格雷厄姆
投资者应该把市场行情想像成一位亲切的市场先生的报价,他是你私人生意中的合作伙伴。
市场先生从不失信,他每天定时出现并报出一个清晰的价格,然后由你决定是否按照这个价格买下他手中股份或者将你的股份卖给他。
虽然你们两人的生意可能存在某些稳定的经济特征,但市场先生的报价却是不可预测的。

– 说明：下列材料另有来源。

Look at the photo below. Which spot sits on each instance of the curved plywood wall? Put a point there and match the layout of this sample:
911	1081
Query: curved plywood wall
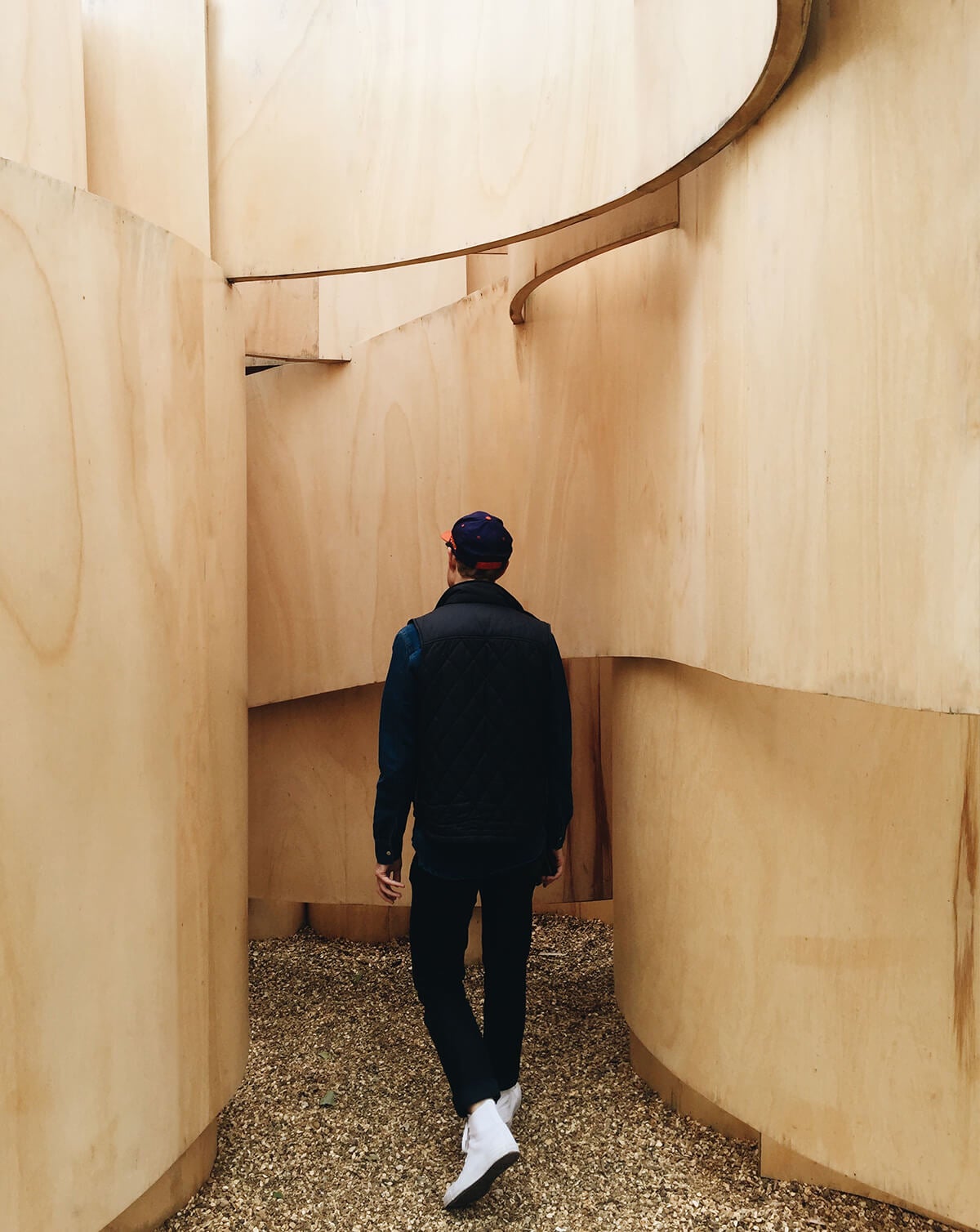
42	109
122	744
749	445
313	766
455	127
795	931
810	523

因为,这个可怜的家伙患有无法治愈的精神缺陷。
有时,他很高兴,只看到生意中有利的因素,他会制定很高的买卖价格,因为他担心你侵犯他的利益、夺走他的成果;
有时,他又很悲观,认为无论是生意还是世界等待人们的只有麻烦,他会制定很低的价格,因为他害怕你把自己的负担转嫁给他。
如果他的报价很低,你或许愿意买进;如果报价很高,你或许愿意将你的股份卖给他;又或者你也可以干脆对他的报价不予回应。

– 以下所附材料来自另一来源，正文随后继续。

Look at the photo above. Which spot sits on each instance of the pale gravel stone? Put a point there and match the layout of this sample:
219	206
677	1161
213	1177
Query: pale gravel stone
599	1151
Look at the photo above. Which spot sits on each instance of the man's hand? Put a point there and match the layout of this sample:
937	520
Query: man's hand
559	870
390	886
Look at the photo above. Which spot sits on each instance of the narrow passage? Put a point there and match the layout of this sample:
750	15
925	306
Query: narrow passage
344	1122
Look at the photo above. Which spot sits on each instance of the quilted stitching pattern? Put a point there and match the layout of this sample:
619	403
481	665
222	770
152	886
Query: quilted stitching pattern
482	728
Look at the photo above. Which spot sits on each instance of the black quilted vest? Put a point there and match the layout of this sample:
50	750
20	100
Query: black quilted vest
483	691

市场先生还有一个可爱的性格:他不在乎被你冷落。如果你今天对他的报价不感兴趣,他明天会再给你一个新的,交易与否完全由你决定。
很显然,他的狂躁抑郁症发作得越厉害,对你就越有利。
但是,你必须记住一个警告,否则无论做什么都是愚蠢的:市场先生只为你服务却不能指导你。对你有用的是他的钱包,而不是他的智慧。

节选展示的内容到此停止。